Greenville City Council voted Monday night to allow the project at 702 South Main to proceed. The mixed-use project at the corners of Main, River and Augusta streets will feature approximately 30 apartments and 4,200 square feet of retail on the ground floor.
Council amended a previous agreement with developer Steve Mack, owner of STM Acquisition & Development, which specified that the facades of two historic buildings previously on the site be used or replicated in any new construction.
The agreement was drafted in 2008 after Mack’s 2006 request to demolish the two 1800s-era buildings was rejected by the city’s Design and Preservation Committee. Mack took the issue to a circuit court, which negotiated the settlement facade agreement through mediation. The two buildings were demolished and the corner has sat vacant since then.

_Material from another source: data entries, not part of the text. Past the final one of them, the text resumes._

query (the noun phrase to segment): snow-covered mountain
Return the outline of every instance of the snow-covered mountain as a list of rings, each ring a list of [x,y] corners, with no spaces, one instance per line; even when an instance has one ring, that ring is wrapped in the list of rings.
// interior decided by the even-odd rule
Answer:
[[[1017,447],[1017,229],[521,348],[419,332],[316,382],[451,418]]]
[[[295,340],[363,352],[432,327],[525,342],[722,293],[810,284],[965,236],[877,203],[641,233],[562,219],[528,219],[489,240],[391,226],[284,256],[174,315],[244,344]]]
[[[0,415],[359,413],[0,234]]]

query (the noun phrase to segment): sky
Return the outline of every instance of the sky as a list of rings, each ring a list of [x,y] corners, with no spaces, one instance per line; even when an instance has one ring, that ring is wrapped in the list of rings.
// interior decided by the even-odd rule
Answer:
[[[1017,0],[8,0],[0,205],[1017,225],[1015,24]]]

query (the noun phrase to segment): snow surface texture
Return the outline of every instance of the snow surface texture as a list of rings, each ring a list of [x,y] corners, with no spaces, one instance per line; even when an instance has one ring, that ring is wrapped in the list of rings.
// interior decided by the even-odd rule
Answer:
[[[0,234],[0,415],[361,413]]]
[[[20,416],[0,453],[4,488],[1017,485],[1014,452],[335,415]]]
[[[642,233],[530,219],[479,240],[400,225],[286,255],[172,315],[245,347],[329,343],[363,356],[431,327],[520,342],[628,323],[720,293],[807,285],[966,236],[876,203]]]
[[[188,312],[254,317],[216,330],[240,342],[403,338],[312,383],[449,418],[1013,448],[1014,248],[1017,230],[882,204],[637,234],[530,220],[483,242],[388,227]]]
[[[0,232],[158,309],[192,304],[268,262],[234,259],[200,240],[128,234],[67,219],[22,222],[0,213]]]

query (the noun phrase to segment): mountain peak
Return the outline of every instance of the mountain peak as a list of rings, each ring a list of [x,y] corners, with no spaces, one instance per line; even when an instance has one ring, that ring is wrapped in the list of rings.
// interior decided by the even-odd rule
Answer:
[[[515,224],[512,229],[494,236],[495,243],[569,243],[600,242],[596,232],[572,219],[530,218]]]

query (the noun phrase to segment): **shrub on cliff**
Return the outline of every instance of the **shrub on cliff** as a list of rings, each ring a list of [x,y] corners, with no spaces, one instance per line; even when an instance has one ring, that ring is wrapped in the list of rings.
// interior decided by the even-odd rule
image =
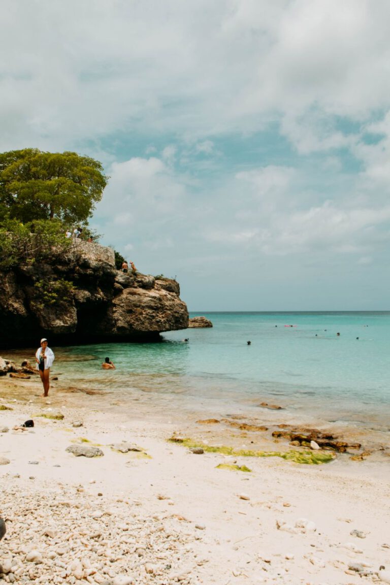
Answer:
[[[0,227],[0,269],[47,260],[70,245],[58,221],[40,219],[27,223],[4,221]]]

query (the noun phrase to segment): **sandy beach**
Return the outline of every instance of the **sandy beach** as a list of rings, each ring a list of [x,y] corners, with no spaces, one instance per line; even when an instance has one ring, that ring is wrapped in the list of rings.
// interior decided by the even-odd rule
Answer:
[[[37,377],[3,377],[0,391],[6,583],[390,583],[387,462],[196,454],[168,439],[197,428],[205,445],[243,449],[258,433],[105,414],[64,387],[43,398]],[[67,450],[79,446],[103,455]]]

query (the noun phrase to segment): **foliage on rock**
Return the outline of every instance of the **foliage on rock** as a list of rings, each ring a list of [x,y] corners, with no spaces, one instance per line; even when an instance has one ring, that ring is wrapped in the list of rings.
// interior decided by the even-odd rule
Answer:
[[[34,287],[39,292],[40,304],[44,305],[68,302],[75,290],[73,283],[64,278],[40,280],[35,283]]]
[[[102,198],[108,177],[101,164],[75,152],[24,149],[0,154],[0,211],[27,223],[32,218],[87,221]]]

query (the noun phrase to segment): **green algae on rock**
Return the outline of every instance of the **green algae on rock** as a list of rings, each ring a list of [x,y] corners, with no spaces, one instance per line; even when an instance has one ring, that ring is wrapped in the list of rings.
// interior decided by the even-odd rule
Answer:
[[[229,463],[220,463],[217,465],[216,469],[232,469],[233,471],[246,472],[246,473],[252,472],[252,470],[247,467],[246,465],[233,465]]]
[[[33,416],[36,417],[40,417],[41,418],[50,418],[53,421],[62,421],[64,418],[64,415],[61,414],[60,412],[58,412],[57,414],[50,414],[44,412],[42,414],[34,414]]]
[[[280,457],[286,461],[293,461],[296,463],[318,465],[327,463],[335,458],[333,453],[319,453],[317,451],[253,451],[250,449],[234,449],[233,447],[222,445],[213,447],[208,445],[198,443],[192,439],[182,439],[174,435],[168,439],[171,443],[178,443],[188,448],[201,448],[207,453],[220,453],[223,455],[234,455],[235,457]]]

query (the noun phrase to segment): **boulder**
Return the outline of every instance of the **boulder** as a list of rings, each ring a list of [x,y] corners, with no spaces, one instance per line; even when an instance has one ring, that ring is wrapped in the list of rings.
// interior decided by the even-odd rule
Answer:
[[[73,453],[76,457],[102,457],[104,455],[98,447],[90,447],[86,445],[71,445],[65,450]]]

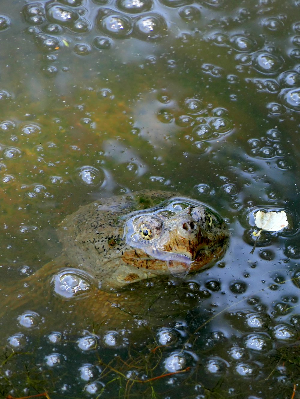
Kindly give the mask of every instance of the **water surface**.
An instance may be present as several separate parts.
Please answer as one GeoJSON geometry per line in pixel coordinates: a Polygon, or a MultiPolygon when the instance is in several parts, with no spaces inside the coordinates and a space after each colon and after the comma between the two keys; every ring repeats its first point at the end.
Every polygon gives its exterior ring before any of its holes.
{"type": "Polygon", "coordinates": [[[298,0],[2,0],[3,396],[300,397],[299,12],[298,0]],[[137,288],[162,292],[157,324],[107,331],[50,284],[34,304],[22,279],[60,254],[64,217],[145,188],[216,209],[231,235],[222,261],[137,288]],[[251,255],[259,209],[285,210],[289,226],[251,255]],[[32,307],[15,308],[24,290],[32,307]]]}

Michael Kerski, planning and development manager for the city, said the new agreement took four months of informal and formal reviews. Most DRB members thought the new design reflected modern Greenville and the previous one was “Disney-esque.”
“It’s a modern interpretation of a historic structure,” he said.
The building will be four stories along Main Street and then step up to six stories, about the same scale as other West End developments such as the Field House and the Custom House. A rooftop area at the corner of Main and River will serve as an outdoor community area.
Plans also call for a contemporary art feature in front of the project along Main Street and a six-story water feature with unique lighting along River Street.
The South Main at River development will also be adjacent to the six-story, 217-unit Link Apartments complex at Rhett and River Streets, to be built by North Carolina developer Grubb Properties.
Lillian Brock Flemming was the only council member to vote against the project. “Regardless of what I see, it is still six stories. I’m totally against this change. It totally changed the context of the building to me,” she said. “I think we’re doing the wrong thing here.”
Cindy Landrum contributed to this story.